Abstract Population-wide assessment of the human immune system is needed to better understand immune homeostasis, immune responses against pathogens or the efficacy of vaccines. High-dimensional flow cytometry is the gold standard for in-depth immunophenotyping but the assessment of large cohorts requires multiple experiments over a prolonged period of time and bear multiple sources of error, reducing precision required for sensitive analyses. We performed a large immunophenotyping study using 28-color flow cytometry to investigate the heritability and homeostasis of the immune system and T cell functions in 3000 individuals. Here, we describe our high-throughput sample and data processing pipeline (200 samples/day) in combination with high dimensional flow cytometry to dramatically reduce the number of experiment-days in our study, resulting in low variation and high reproducibility. We demonstrate several carefully optimized strategies to reduce experimental errors and inter-assay variation at every level.
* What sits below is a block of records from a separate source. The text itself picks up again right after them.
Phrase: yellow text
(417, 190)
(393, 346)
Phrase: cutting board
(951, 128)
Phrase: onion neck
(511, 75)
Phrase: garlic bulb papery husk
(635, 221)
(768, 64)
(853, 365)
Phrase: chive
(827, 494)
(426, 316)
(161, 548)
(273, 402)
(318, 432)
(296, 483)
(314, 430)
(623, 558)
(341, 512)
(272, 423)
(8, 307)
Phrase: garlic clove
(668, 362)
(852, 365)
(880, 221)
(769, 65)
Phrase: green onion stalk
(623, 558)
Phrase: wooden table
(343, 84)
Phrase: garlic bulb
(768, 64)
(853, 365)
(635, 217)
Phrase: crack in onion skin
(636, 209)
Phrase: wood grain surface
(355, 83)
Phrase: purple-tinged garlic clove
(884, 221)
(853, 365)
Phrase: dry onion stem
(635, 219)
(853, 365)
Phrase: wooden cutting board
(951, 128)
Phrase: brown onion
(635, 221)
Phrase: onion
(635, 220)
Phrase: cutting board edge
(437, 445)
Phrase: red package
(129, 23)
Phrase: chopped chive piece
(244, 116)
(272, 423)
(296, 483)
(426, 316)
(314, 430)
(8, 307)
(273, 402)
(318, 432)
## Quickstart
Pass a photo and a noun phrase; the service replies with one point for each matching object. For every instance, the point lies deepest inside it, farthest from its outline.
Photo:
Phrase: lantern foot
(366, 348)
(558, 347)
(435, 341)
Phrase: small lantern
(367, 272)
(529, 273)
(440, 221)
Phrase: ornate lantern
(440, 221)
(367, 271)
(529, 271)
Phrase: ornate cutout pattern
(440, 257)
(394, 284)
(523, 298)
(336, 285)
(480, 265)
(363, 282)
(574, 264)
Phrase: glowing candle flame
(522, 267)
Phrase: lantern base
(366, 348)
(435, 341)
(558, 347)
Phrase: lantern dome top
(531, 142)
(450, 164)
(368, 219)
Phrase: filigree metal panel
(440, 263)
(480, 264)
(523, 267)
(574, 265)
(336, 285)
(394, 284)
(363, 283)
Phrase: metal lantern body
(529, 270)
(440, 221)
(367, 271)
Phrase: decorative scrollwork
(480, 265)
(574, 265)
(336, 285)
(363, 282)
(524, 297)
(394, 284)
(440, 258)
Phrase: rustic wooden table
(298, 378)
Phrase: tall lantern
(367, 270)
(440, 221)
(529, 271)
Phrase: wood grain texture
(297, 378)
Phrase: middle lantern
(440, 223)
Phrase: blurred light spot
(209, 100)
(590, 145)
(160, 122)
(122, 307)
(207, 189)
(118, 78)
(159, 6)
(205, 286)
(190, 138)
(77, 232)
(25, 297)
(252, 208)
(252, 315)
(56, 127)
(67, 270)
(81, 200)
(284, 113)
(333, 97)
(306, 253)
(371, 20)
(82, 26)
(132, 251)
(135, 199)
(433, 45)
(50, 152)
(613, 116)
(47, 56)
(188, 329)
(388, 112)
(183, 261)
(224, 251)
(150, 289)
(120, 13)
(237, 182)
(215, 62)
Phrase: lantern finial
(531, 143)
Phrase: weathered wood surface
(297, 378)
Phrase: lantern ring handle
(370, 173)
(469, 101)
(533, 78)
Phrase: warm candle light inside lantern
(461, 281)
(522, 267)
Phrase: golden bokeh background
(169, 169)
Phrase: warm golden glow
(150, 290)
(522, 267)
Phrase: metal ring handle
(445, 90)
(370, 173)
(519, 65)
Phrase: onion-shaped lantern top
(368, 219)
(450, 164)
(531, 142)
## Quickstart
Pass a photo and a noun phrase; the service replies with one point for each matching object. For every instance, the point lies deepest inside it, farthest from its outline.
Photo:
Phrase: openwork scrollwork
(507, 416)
In addition, we discuss strategies for pre-processing and analysis of large flow cytometry datasets using manual gating and unsupervised clustering analyses, such as FlowSOM, in view of the fact that most current strategies are highly limited for large datasets. In conclusion, we established a high-throughput high-dimensional flow cytometry pipeline enabling the analysis of thousands of samples with low technical and experimental variation. Our pipeline in combination with our three 28-color flow cytometry panels is adaptable to other large cohort studies for which precision and accuracy over time are important.